The following appeared in The Pitt News, 1999.
The photograph was taken near Louisa Street,
where I lived that summer. My building looked almost as lustrous.
“Here!” a young woman exclaims, thrusting a sheet of crumpled paper in my face.
I unfold it and see that it’s a class schedule for the Fall Term. I nod and scratch my head, then set it down in front of me. A long silence follows before she gives me a sour look.
“Well? I don’t have all day, you know.”
So begins another afternoon at The Book Center’s text department, where I have been working for the past four months. This customer, a nameless face in a crowd of impatient freshmen, has just made the all-too-common assumption that I have nothing better to do than track down her books for her.
“What a coincidence,” I reply. “I don’t have all day, either.” Then I draw my own sheet of paper—a photography my colleague has prepared for this exact occasion—and hand it to her along with her tattered schedule.
“What’s that?” she asks suspiciously.
“Directions. If you follow them, you should be able to find your books on the shelves.”
The freshwoman pouts and summons reinforcements. Her mother, a woman who could crush me between her biceps like an egg, tries the diplomatic approach.
“Isn’t serving the customer your job?”
Allow me (on behalf of the Book Center employees who are too modest to say it themselves) to inform everyone that it is not our job to teach students how to read. If kindergarten teachers failed, there is nothing we can do. The directions we distribute are explicit: Books that can’t be found on the shelves are probably hiding.
I can’t explain why, but certain customers seem to hate us. They try very hard to ignore what we say, no matter how often we repeat ourselves.
“Are you telling me the books aren’t here yet?”
“It depends on what course you’re taking. Some of the shipments are unusually large, numbering as many as 1,200 volumes, and many of the professors haven’t handed in their requisition forms, so for certain classes, we don’t know which books to order…”

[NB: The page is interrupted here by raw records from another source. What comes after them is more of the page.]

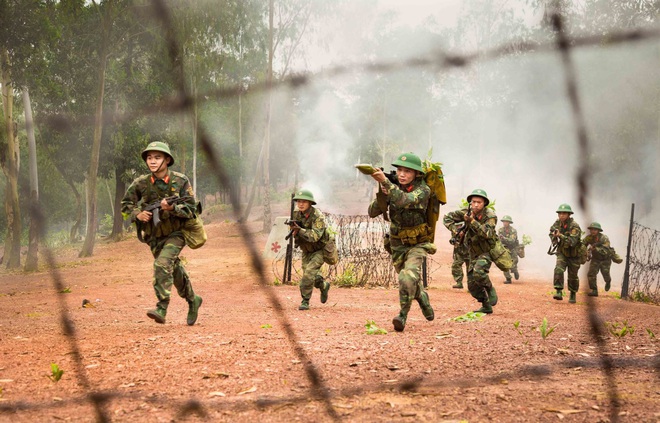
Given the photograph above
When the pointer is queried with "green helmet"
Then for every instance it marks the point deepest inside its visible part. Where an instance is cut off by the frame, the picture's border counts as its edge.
(564, 208)
(479, 193)
(595, 225)
(409, 160)
(305, 194)
(158, 146)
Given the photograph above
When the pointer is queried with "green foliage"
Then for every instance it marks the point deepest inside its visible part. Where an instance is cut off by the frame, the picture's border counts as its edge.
(470, 316)
(516, 325)
(545, 329)
(372, 329)
(348, 278)
(55, 372)
(619, 329)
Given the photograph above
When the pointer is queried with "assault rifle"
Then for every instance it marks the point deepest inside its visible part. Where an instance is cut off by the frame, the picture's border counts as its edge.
(554, 243)
(293, 224)
(457, 239)
(155, 208)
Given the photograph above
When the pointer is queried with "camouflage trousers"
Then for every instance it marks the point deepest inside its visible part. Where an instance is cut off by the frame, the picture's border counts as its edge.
(311, 279)
(461, 256)
(573, 265)
(407, 261)
(514, 268)
(479, 283)
(602, 266)
(168, 269)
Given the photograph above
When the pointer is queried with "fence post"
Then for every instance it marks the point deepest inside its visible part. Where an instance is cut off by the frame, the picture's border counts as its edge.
(626, 272)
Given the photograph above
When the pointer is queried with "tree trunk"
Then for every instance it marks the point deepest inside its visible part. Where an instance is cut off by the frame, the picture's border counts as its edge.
(32, 259)
(10, 168)
(118, 219)
(92, 173)
(267, 212)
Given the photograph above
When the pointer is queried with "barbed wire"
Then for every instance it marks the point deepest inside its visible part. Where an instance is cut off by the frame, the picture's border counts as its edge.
(644, 279)
(361, 243)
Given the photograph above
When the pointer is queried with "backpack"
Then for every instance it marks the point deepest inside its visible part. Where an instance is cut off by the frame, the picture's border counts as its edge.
(436, 181)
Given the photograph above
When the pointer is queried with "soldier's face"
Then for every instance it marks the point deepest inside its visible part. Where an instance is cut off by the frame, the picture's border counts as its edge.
(303, 205)
(477, 204)
(405, 175)
(155, 160)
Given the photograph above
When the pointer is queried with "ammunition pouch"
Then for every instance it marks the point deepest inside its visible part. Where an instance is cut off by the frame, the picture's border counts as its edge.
(412, 236)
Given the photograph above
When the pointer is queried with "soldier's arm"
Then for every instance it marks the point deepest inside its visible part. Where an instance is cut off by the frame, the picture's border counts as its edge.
(129, 209)
(398, 197)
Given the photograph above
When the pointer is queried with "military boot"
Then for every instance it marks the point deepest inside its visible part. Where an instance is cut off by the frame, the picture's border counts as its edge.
(425, 305)
(324, 292)
(158, 314)
(492, 296)
(193, 308)
(485, 308)
(399, 322)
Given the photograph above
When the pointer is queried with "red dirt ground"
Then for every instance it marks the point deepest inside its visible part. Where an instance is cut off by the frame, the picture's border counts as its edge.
(239, 364)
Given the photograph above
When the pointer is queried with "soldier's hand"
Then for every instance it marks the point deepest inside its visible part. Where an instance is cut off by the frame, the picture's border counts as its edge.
(379, 176)
(144, 216)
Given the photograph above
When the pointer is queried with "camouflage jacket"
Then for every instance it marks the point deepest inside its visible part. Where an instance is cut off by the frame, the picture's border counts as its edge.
(509, 237)
(480, 236)
(147, 189)
(569, 240)
(313, 236)
(600, 246)
(407, 209)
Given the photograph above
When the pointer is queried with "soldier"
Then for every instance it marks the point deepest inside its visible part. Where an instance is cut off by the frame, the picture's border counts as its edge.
(460, 256)
(601, 256)
(409, 237)
(166, 239)
(509, 237)
(311, 235)
(479, 237)
(565, 234)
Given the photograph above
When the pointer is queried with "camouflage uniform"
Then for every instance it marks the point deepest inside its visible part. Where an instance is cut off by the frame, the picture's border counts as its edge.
(311, 239)
(567, 255)
(601, 261)
(166, 241)
(460, 256)
(509, 238)
(479, 238)
(409, 241)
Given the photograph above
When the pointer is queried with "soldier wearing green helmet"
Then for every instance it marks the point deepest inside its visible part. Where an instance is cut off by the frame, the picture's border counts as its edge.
(317, 244)
(407, 200)
(601, 254)
(566, 234)
(479, 236)
(166, 239)
(509, 237)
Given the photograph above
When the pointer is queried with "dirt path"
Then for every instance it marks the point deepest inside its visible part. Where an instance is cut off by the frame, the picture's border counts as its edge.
(239, 364)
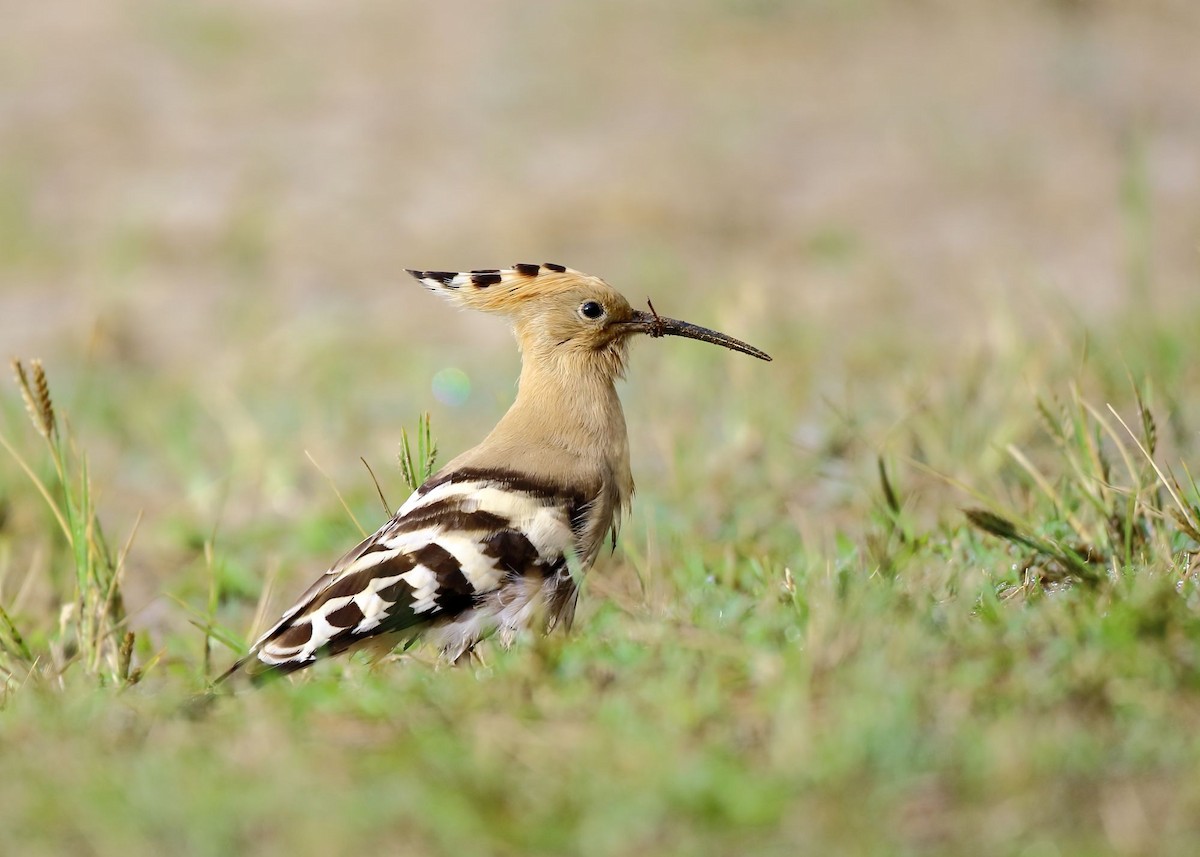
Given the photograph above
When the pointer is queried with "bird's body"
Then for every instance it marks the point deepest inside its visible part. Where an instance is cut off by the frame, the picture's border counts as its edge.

“So what you’re telling me is that the books aren’t here yet.”
Sure, I think. Why not?
Something to keep in mind is that—alas!—books are expensive. We have no influence over the prices. If you want to blame somebody, start with Alan Greenspan and work your way down. If you’re a chemistry major, you have my condolences, but I’m powerless to save you from bankruptcy.
The worst customers are the parents who are shopping for their children. They telephone us and act as reluctant interpreters.
“What I’m going to need from you,” I advise, “is your department’s abbreviation and course number.”
“What? Department?” The hapless mother calls to her child, who is watching TV in the background. “Jimmy? JIMMY!! SHut that crap off and tell me what your course number is!” Minutes pass as I hear them arguing, their voices muffled as the mother tries to cover the receiver with her hand. Finally, she sighs and says, “The class is History of Modern Architecture.”
“Ma’am,” I answer through gritted teeth, “my computer doesn’t list the names of the courses, like I said. I need a course number. It’s the four digit code on your son’s schedule.”
“Oh, okay, it’s right here. It’s 43423.”
“That’s five digits, not four!” I want to shriek. “Can’t you count, for heaven’s sake?”
Most customers (including you, I imagine) are respectful of our limited time. The snags that aren’t obvious, such as cards that have been rearranged for the sake of shelf space, you tend to figure out on your own. For that, I offer you a most gargantuan “thank you.” As for the bad apples, this newspaper is too respectable to print what I’d like to say to them.
This is my first and last Fall Rush as a Book Center employee, but for several of my associates, it’s just one of many rushes they will take on as a means of paying that old tuition. Most of them are too nice to say so, but I am a lousy and irritable clerk, and I plan to resign because I can’t take the stress. But as a personal favor, please be kind to the people I’m leaving behind. And leave your mother at home.